Ecco Mino Sferra, regista del dramma ma anche attore. Gli chiedo notizie sui personaggi di “Amanti”.
“Io interpreto Eugene, marito disordinato, egoista, superficiale, poco attento ai sentimenti coniugali. Roberta Cataldi è Marisa, la moglie di Eugene, donna insoddisfatta della vita matrimoniale, fragile, sensibile e vulnerabile. Valentina Corti è Tess, amante di Marisa, donna rampante e vissuta, sebbene di giovane età, capace di grandi passioni. Fabiola Gentilucci è l’interprete di Ursula, una detective, ex amante di Tess, donna caparbia, senza scrupoli, calcolatrice, con una forte dualità. Tutto è coacervo di passioni forti e contrastanti”.

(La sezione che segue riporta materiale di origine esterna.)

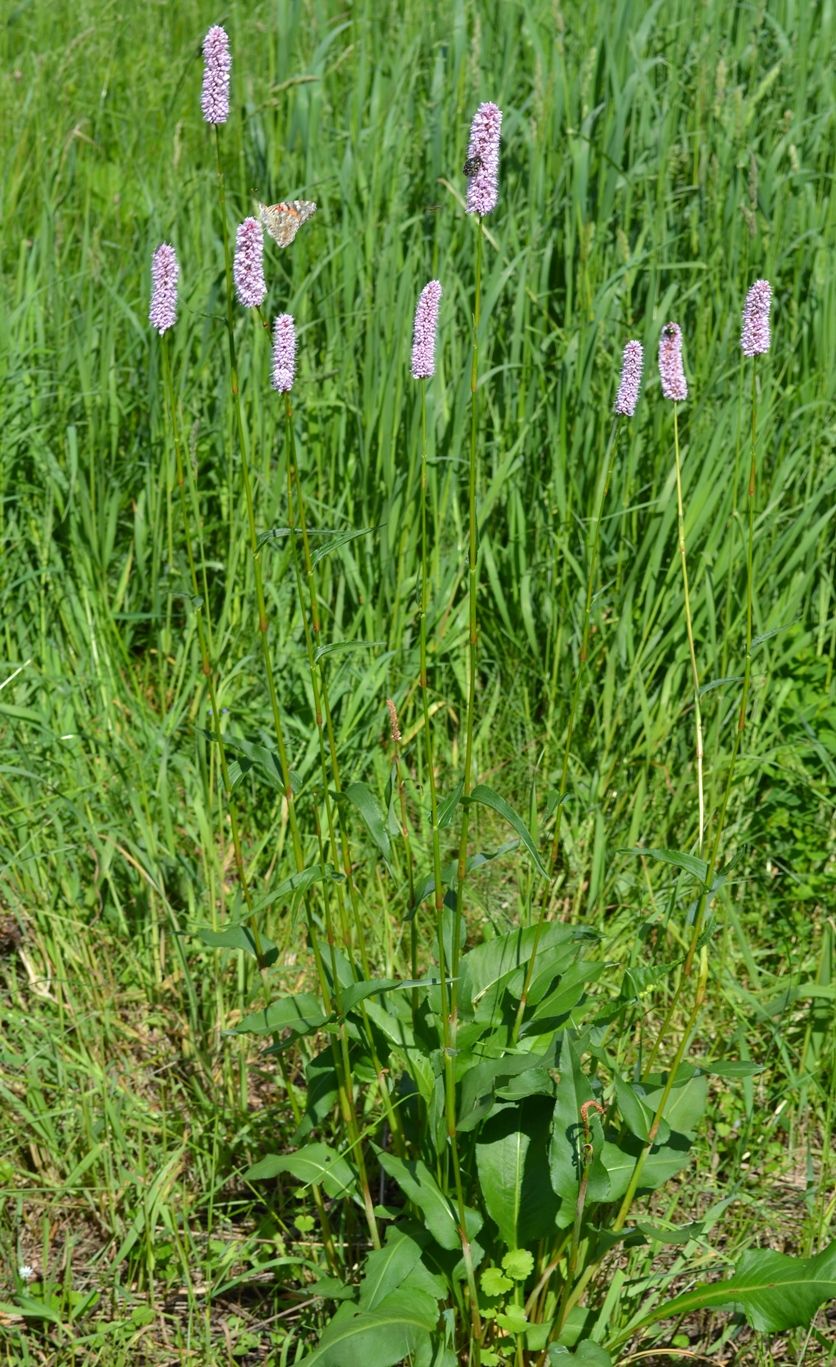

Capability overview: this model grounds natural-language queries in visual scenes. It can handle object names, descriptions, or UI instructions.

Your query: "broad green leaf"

[380,1152,462,1251]
[194,924,279,968]
[615,1074,671,1144]
[414,841,519,908]
[469,783,549,878]
[243,1144,357,1197]
[549,1338,612,1367]
[438,782,464,831]
[229,992,328,1035]
[601,1135,691,1200]
[298,1286,438,1367]
[358,1226,421,1310]
[503,1248,534,1281]
[643,1074,708,1144]
[314,641,387,663]
[634,1241,836,1334]
[459,921,585,1020]
[522,958,607,1035]
[549,1031,611,1228]
[343,783,392,860]
[475,1098,557,1252]
[619,849,708,883]
[253,864,346,912]
[635,1219,703,1244]
[340,977,404,1013]
[310,526,377,565]
[693,1058,764,1077]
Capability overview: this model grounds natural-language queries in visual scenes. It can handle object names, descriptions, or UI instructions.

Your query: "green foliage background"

[0,0,836,1361]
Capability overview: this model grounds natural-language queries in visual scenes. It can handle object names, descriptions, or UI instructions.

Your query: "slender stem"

[413,384,449,1000]
[163,336,262,945]
[204,149,345,1247]
[673,403,705,856]
[512,418,619,1043]
[450,217,482,1367]
[451,217,482,973]
[684,358,758,975]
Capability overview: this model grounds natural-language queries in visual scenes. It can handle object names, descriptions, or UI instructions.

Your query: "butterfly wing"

[258,200,317,247]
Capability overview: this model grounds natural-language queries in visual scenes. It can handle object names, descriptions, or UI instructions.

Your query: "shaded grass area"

[0,0,836,1363]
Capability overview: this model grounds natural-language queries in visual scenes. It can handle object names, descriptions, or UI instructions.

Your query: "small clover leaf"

[503,1248,534,1281]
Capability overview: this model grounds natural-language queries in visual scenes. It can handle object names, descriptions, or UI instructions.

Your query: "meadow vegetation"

[0,0,836,1367]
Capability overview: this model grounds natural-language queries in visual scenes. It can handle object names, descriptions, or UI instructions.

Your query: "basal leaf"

[229,992,329,1035]
[470,783,549,878]
[245,1144,357,1197]
[298,1286,438,1367]
[194,924,279,968]
[343,783,392,860]
[634,1241,836,1334]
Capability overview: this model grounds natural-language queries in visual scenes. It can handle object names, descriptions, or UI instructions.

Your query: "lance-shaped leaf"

[632,1240,836,1334]
[245,1144,357,1196]
[299,1285,438,1367]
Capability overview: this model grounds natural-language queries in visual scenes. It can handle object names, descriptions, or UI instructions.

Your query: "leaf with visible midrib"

[298,1286,438,1367]
[631,1240,836,1333]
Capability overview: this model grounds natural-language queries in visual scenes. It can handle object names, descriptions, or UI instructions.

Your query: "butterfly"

[258,200,317,247]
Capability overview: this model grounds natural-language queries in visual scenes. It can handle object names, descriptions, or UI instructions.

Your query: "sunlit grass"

[0,0,836,1363]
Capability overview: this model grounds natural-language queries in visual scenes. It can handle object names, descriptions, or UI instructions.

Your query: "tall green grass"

[0,0,836,1362]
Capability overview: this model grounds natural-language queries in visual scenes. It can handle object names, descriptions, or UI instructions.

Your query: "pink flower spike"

[740,280,772,355]
[413,280,441,380]
[464,103,503,217]
[148,242,180,335]
[201,23,232,123]
[658,323,688,403]
[613,342,645,418]
[232,219,266,309]
[273,313,296,394]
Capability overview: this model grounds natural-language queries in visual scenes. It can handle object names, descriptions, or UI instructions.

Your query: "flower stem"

[673,403,705,857]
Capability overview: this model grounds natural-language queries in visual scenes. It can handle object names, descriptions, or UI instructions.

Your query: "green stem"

[449,217,482,973]
[450,217,482,1367]
[512,418,619,1043]
[684,358,758,975]
[673,403,705,856]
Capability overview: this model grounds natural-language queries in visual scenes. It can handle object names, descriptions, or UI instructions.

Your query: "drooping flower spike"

[740,280,772,355]
[413,280,441,380]
[658,323,688,403]
[201,23,232,123]
[613,342,645,418]
[464,101,503,217]
[232,219,266,309]
[148,242,180,335]
[272,313,296,394]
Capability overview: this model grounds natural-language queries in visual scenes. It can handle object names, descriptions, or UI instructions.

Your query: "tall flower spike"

[232,219,266,309]
[201,23,232,123]
[464,103,503,217]
[613,342,645,418]
[413,280,441,380]
[148,242,180,335]
[658,323,688,403]
[740,280,772,355]
[273,313,296,394]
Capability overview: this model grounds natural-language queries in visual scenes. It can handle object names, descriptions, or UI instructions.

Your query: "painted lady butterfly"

[258,200,317,247]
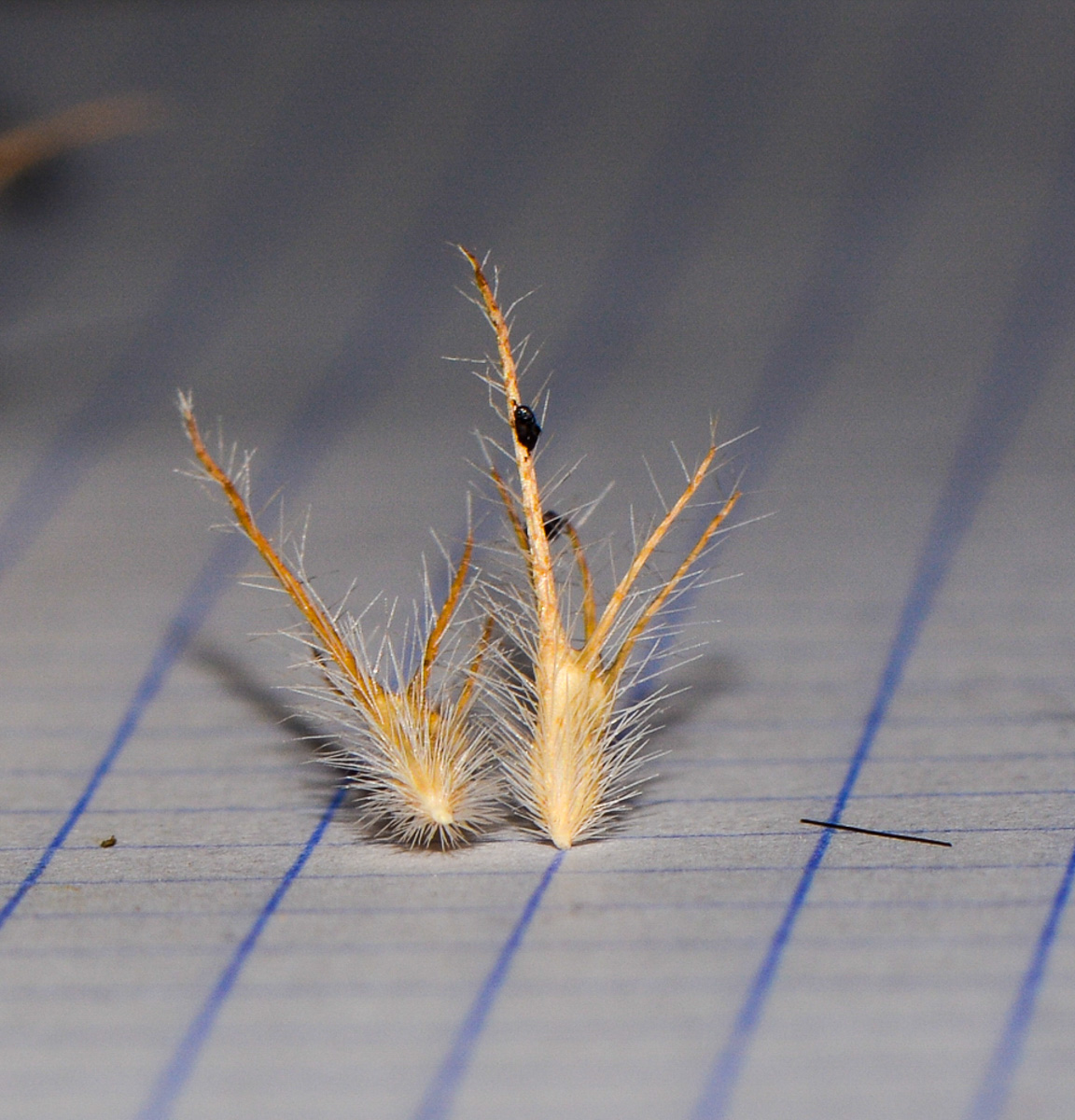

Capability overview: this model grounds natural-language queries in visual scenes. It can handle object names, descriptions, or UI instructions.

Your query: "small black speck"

[542,510,567,541]
[511,404,541,452]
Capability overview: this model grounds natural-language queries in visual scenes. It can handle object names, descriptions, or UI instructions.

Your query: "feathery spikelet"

[460,246,740,847]
[0,94,161,189]
[179,393,500,847]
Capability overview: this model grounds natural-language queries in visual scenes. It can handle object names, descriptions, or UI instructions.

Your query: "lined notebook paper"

[0,2,1075,1120]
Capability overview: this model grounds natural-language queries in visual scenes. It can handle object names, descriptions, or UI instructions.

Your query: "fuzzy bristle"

[460,246,739,849]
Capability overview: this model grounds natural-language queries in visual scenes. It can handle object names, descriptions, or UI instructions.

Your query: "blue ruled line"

[967,847,1075,1120]
[0,537,244,930]
[138,785,347,1120]
[691,111,1075,1120]
[414,851,565,1120]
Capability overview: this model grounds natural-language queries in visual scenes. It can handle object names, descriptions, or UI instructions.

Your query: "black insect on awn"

[513,404,541,452]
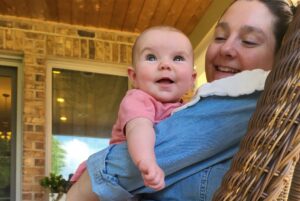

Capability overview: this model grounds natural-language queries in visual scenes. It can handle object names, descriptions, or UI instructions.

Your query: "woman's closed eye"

[214,36,226,42]
[146,54,157,61]
[242,40,258,47]
[173,55,185,61]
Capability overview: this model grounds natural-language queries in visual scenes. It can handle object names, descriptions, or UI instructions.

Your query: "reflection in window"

[51,69,128,179]
[0,76,13,201]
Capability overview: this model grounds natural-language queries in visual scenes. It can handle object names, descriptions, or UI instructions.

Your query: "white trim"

[0,52,23,201]
[45,57,127,175]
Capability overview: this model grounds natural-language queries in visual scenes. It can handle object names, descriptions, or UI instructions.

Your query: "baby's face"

[129,29,196,102]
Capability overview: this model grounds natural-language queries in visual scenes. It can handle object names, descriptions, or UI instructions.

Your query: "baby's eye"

[146,54,156,61]
[174,55,185,61]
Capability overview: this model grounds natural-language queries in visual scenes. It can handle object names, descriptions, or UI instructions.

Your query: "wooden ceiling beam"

[122,0,144,31]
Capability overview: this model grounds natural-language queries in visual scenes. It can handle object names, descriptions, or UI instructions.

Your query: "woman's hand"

[138,160,165,190]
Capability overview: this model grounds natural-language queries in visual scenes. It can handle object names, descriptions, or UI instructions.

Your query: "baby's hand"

[139,161,165,190]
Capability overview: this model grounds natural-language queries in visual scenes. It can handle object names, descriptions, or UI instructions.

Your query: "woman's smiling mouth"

[215,66,241,74]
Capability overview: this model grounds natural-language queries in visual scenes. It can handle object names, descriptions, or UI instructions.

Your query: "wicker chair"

[213,3,300,201]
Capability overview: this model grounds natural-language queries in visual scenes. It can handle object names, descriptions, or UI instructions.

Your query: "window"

[0,66,17,201]
[51,67,128,179]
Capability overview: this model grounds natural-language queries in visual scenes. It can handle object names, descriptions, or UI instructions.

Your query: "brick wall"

[0,16,136,201]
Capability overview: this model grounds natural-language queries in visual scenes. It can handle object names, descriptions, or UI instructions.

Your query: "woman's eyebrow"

[241,25,266,37]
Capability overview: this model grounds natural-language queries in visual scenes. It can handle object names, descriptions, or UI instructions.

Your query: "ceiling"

[0,0,213,35]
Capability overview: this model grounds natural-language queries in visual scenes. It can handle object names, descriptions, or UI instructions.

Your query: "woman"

[68,0,292,201]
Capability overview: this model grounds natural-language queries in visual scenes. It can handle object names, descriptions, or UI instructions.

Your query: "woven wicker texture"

[213,6,300,201]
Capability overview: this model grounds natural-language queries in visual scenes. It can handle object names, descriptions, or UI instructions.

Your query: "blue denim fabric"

[87,92,260,201]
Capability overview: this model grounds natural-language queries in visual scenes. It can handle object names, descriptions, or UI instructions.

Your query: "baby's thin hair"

[131,25,186,65]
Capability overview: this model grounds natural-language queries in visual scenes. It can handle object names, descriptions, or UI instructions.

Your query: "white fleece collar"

[172,69,270,113]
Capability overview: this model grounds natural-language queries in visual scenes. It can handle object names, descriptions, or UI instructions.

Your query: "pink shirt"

[110,89,182,144]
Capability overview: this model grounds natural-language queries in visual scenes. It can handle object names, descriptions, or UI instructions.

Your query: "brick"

[22,192,33,201]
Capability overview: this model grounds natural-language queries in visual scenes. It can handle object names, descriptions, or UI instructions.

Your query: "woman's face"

[205,0,275,82]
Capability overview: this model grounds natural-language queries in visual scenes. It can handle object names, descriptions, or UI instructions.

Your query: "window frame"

[0,52,23,200]
[45,58,130,175]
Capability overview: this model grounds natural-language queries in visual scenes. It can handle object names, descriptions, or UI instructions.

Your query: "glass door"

[0,66,17,201]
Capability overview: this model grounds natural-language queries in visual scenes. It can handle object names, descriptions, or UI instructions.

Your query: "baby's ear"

[127,66,136,87]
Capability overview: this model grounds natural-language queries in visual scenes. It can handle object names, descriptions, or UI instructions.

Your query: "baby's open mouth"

[215,66,241,73]
[156,78,174,84]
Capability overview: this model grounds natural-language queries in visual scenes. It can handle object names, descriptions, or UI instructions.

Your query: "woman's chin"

[211,72,236,81]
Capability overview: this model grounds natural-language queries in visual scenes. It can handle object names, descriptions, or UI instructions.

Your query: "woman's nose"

[220,38,237,57]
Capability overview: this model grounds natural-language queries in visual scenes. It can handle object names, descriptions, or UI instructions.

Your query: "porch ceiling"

[0,0,213,35]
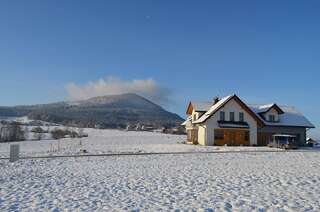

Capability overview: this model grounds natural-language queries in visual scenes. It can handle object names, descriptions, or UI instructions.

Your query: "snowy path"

[0,129,284,157]
[0,152,320,211]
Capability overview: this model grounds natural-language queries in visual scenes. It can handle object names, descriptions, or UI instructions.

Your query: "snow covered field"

[0,130,320,211]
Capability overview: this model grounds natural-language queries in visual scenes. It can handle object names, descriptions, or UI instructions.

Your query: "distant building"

[183,95,314,146]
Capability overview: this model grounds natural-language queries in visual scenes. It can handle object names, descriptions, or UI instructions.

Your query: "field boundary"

[0,149,320,160]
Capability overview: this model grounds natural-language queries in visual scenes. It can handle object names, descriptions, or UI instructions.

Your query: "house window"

[230,112,234,121]
[244,131,249,141]
[269,115,276,122]
[214,130,224,140]
[239,112,244,122]
[220,111,226,121]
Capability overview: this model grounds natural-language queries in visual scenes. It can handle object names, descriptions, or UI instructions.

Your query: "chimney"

[213,96,220,105]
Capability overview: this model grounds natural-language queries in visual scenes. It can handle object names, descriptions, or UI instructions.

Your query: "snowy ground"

[0,130,320,211]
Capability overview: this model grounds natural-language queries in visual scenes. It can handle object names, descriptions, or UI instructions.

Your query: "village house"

[182,95,314,146]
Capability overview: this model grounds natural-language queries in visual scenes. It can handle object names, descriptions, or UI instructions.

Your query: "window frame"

[214,129,224,140]
[268,114,276,122]
[229,112,235,121]
[219,111,226,121]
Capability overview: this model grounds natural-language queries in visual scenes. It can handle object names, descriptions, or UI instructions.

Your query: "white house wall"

[198,99,257,145]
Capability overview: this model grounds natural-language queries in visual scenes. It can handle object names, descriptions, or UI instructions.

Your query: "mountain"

[0,93,183,128]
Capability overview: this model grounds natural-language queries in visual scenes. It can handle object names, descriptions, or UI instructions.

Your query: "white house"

[183,95,314,146]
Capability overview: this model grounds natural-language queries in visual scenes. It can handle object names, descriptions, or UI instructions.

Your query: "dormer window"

[269,115,276,122]
[239,112,244,122]
[230,112,234,121]
[193,114,197,121]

Perché tra tante opere drammatiche di Fratti hai scelto proprio “Amanti”?
“L’ho scelta perché propone tematiche attuali, a tinte forti. Forse è l’unico testo di Fratti in cui l’omosessualità femminile viene espressa con una certa chiarezza. Fratti è un attento osservatore del mondo femminile e riesce a coglierne più di altri autori gli elementi psicologici. L’amore tra donne porta a considerare che i sentimenti non conoscono ostacoli, che l’amore è universale in tutte le sue manifestazioni, compreso il delitto passionale. Il testo fa peraltro riflettere sull’uso delle armi, libero in America, che favorisce chi voglia spingersi a compiere un reato”.
Nel 2004 hai già messo in scena un’altra commedia di Fratti,“Cecità”. Che cosa trovi nell’autore?
“Fratti lo trovo molto originale, sa trattare argomenti a 360 gradi, spaziando dalla politica – vedi “Cecità” – alla condizione umana, e lo fa sempre prendendo spunti dalla vita reale. L’autore contemporaneo è essenzialmente un passionale. E infatti al centro dei suoi testi c’è sempre l’uomo, con le sue debolezze e il suo vissuto. Ma quello che più mi colpisce sono gli epiloghi, i finali mai scontati e sempre avvincenti, come i suoi personaggi”.
Cos’ha Eugene in comune con Mino Sferra?
“Beh, direi nulla. Eugene è un superficiale, poco attento a quello che gli gira attorno, pensa solo al lavoro e trascura la bella moglie. Io sono un po’ all’antica, prima la famiglia e poi tutto il resto. Amo il mio lavoro e sono molto meticoloso. Ecco, forse una cosa in comune l’abbiamo, sono un po’ disordinato. Mai sul lavoro, però”.
Ora però si va in scena. Lo spettacolo inizia, avanza nella suspence. Poi il finale, inatteso, e il lungo applauso a scena aperta. Ancora un successo. Mario Fratti sale sul palcoscenico, ringrazia il pubblico, gli attori, il regista: “Tutti bravissimi, spettacolo magnifico!” Mino Sferra mi ha detto ieri che lo spettacolo è già stato richiesto a Caserta e Velletri, per la prossima estate.